Sempre dal FOGLIO, in prima pagina l'Andrea's version:

“Una vera spedizione punitiva, quella contro Hamas – ha dichiarato ieri Massimo D’Alema – difficilmente, infatti, si può definire ‘guerra’ un conflitto in cui muoiono 900 persone da una parte e 10 dall’altra”. Può darsi. Ma sarebbe forse il caso di ricordare al rimbambito che copia (male) Sofri, che viene immancabilmente sottotitolato come il più intelligente della sinistra, e magari lo è pure, come andarono quei (sacrosanti) 78 giorni di bombardamenti Nato effettuati da 15mila piedi d’altezza sulla Serbia e dei quali perfino un rimbambito dovrebbe ricordare qualcosa. Vennero centrati appartamenti (5 aprile 1999, per esempio, 17 morti), treni civili (12 aprile 1999, per esempio, 55 morti), contadini kosovari (14 aprile, per esempio, 75 morti), televisioni pubbliche (23 aprile, per esempio, 16 morti), autobus (1 maggio, per esempio, 47 morti), ambasciate (cinese, per esempio, 3 morti), carcerati (21 maggio, carcere di Pristina, per esempio, 100 morti), ospedali (31 maggio, ospedale di Surdulica, per esempio, 20 morti), scudi umani (60 civili kosovari usati come tali dai serbi, si disse per esempio il 31 maggio, e nessuno contestò), scuole (31 maggio, 23 bambini a Novi Pazar, per esempio). Oltre cinquecento civili, si disse. Più indefinite migliaia di militari serbi. A zero. Dicasi: a zero. Un supercappotto. Vera guerra quella, eh? Stronzo.

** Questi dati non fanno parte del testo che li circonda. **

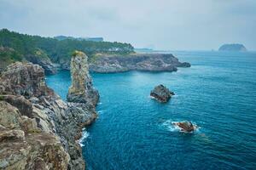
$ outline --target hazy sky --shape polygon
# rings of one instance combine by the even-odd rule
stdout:
[[[136,48],[256,50],[256,0],[0,0],[0,28],[103,37]]]

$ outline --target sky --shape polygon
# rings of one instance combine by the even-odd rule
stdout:
[[[256,50],[256,0],[0,0],[1,28],[163,50]]]

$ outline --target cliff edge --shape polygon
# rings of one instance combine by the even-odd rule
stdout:
[[[84,169],[79,139],[95,107],[66,103],[44,69],[16,62],[0,76],[0,169]]]

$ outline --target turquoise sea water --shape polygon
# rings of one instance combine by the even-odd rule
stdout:
[[[87,169],[256,169],[256,53],[173,52],[177,72],[92,74],[98,119],[81,141]],[[67,71],[47,77],[66,98]],[[160,83],[176,95],[149,97]],[[172,122],[200,128],[180,133]]]

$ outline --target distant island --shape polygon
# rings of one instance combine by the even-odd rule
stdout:
[[[224,44],[219,48],[218,51],[247,51],[247,49],[244,45],[240,43],[230,43]]]
[[[79,41],[91,41],[91,42],[103,42],[103,37],[67,37],[67,36],[56,36],[54,37],[55,39],[57,40],[66,40],[66,39],[70,39],[70,40],[79,40]]]

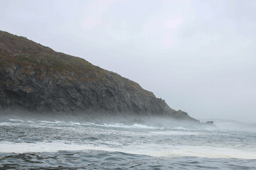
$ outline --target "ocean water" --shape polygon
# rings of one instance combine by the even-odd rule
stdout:
[[[0,121],[0,169],[256,169],[256,130]]]

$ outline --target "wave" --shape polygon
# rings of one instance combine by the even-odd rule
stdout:
[[[67,141],[37,143],[0,142],[2,153],[55,152],[58,151],[102,150],[118,152],[151,157],[197,157],[208,158],[234,158],[255,159],[256,152],[233,148],[208,146],[170,146],[162,144],[134,144],[122,147],[77,144]]]

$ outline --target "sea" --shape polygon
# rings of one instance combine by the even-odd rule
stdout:
[[[215,123],[188,128],[4,119],[0,169],[256,169],[256,128]]]

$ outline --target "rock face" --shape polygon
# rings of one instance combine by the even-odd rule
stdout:
[[[152,92],[86,60],[0,31],[0,108],[167,116],[198,122]]]

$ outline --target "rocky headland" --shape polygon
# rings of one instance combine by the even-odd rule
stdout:
[[[0,109],[33,114],[161,116],[199,123],[137,83],[0,31]]]

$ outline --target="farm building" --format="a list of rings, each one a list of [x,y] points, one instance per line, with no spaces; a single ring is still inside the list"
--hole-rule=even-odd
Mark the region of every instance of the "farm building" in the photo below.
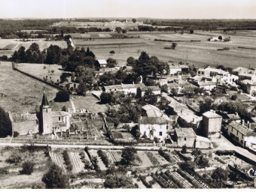
[[[203,113],[203,128],[205,136],[212,139],[221,137],[222,116],[211,110]]]
[[[157,137],[163,140],[166,137],[168,122],[163,117],[139,117],[139,129],[142,138],[153,140]]]
[[[168,122],[171,122],[171,118],[168,117],[163,112],[154,105],[145,105],[142,106],[143,111],[146,113],[148,117],[163,117]]]
[[[160,94],[161,89],[157,86],[145,86],[137,88],[137,96],[142,98],[146,91],[151,89],[154,94]]]
[[[98,62],[101,68],[105,68],[107,65],[107,61],[105,59],[98,59]]]
[[[169,67],[169,74],[173,75],[178,72],[186,72],[188,71],[189,68],[186,64],[168,64]]]
[[[251,95],[256,95],[256,81],[247,82],[246,92]]]
[[[203,77],[215,77],[218,83],[227,82],[233,84],[233,82],[239,80],[237,76],[230,74],[229,72],[221,69],[211,68],[208,66],[206,68],[200,68],[197,70],[197,74]],[[215,80],[212,79],[213,82]]]
[[[226,129],[228,136],[242,146],[256,148],[256,133],[250,128],[250,124],[245,126],[244,120],[242,124],[231,122]]]
[[[125,94],[128,93],[133,93],[137,94],[137,89],[138,88],[145,87],[144,83],[141,84],[123,84],[121,85],[114,85],[114,86],[104,86],[102,88],[102,91],[105,92],[123,92]]]
[[[178,147],[195,147],[197,135],[193,128],[175,128],[174,136]]]
[[[63,111],[52,111],[44,92],[39,116],[36,113],[12,114],[9,112],[12,124],[12,132],[20,135],[42,134],[66,131],[70,128],[71,115]]]
[[[177,115],[178,122],[181,127],[190,127],[196,131],[200,127],[202,117],[195,115],[195,112],[190,110],[186,105],[178,102],[172,102],[169,105],[169,115]]]
[[[216,83],[212,81],[199,81],[197,82],[199,88],[203,88],[205,90],[212,91],[216,87]]]

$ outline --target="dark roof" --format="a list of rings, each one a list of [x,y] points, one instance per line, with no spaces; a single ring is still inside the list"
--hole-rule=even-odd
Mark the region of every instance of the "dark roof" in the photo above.
[[[192,128],[175,128],[177,136],[194,136],[196,137],[197,135]]]
[[[139,118],[140,124],[165,124],[166,123],[166,119],[163,117],[140,117]]]
[[[218,115],[217,113],[212,112],[212,111],[206,112],[205,113],[203,113],[203,116],[207,118],[221,118],[222,117],[220,115]]]
[[[41,101],[41,106],[49,106],[47,98],[46,97],[44,92],[44,95],[43,95],[43,100]]]
[[[233,128],[244,135],[247,135],[247,133],[249,131],[248,128],[242,125],[241,124],[236,123],[236,122],[231,122],[227,126]]]

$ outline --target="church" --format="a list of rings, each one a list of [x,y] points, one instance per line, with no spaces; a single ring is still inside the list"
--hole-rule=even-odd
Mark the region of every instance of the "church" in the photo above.
[[[66,131],[70,128],[71,116],[68,112],[52,111],[45,92],[39,112],[24,114],[9,112],[13,135],[17,131],[21,136],[35,134],[45,135]]]

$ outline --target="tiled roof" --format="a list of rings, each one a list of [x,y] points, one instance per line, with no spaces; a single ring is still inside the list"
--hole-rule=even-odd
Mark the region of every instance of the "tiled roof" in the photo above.
[[[203,116],[207,118],[221,118],[220,115],[212,111],[206,112],[205,113],[203,113]]]
[[[38,120],[36,114],[11,114],[14,122],[23,122]]]
[[[63,116],[68,116],[69,115],[69,113],[65,111],[52,111],[51,112],[52,117],[63,117]]]
[[[248,128],[242,125],[241,124],[236,123],[236,122],[231,122],[227,127],[233,128],[234,129],[237,130],[239,132],[242,134],[243,135],[246,135],[246,134],[249,131]]]
[[[236,114],[227,114],[227,116],[230,118],[230,119],[233,119],[233,120],[239,120],[241,119],[239,115],[236,115]]]
[[[192,128],[175,128],[178,137],[196,137],[197,134]]]
[[[98,59],[99,64],[106,64],[107,62],[105,59]]]
[[[197,82],[197,84],[200,86],[207,86],[216,85],[216,82],[214,82],[212,81],[199,81]]]
[[[139,117],[139,122],[140,124],[165,124],[166,123],[166,119],[163,117]]]
[[[140,85],[140,84],[139,84],[139,85]],[[148,90],[149,88],[151,89],[153,92],[154,91],[160,91],[161,90],[157,86],[145,86],[145,87],[142,87],[140,88],[142,89],[142,92],[145,92],[145,91]]]
[[[42,101],[41,101],[41,106],[49,106],[47,98],[46,97],[44,92],[44,94],[43,94],[43,99],[42,99]]]

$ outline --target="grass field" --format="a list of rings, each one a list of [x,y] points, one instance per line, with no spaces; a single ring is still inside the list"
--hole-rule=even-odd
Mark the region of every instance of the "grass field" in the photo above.
[[[41,105],[44,90],[48,100],[53,99],[58,92],[54,88],[14,70],[11,62],[1,62],[0,81],[0,106],[6,112],[34,110],[35,106]]]
[[[41,39],[35,41],[19,41],[16,39],[0,39],[0,49],[11,49],[13,51],[19,50],[19,48],[23,46],[26,49],[28,49],[32,43],[36,43],[39,45],[40,50],[44,50],[48,48],[51,44],[59,46],[62,48],[67,47],[67,43],[65,40],[56,40],[56,41],[44,41],[44,39]]]

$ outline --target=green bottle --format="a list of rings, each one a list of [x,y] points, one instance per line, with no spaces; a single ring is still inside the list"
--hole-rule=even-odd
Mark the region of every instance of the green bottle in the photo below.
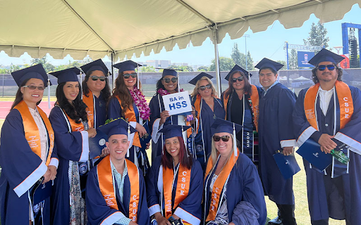
[[[331,150],[331,155],[334,156],[337,160],[343,164],[347,164],[350,162],[350,159],[347,157],[345,153],[342,152],[342,150],[335,150],[335,149],[332,149]]]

Il RIFORMISTA pubblica un'intervista a Massimo D'Alema del direttore Antonio Polito, che pone alcune domande molto azzeccate.
D'Alema appare ambiguo, e ipocrita quando per esempio sostiene che, noi italiani ed europei,  su Hamas non possiamo esercitare pressioni perché non siamo suoi alleati, a differenza che con Israele.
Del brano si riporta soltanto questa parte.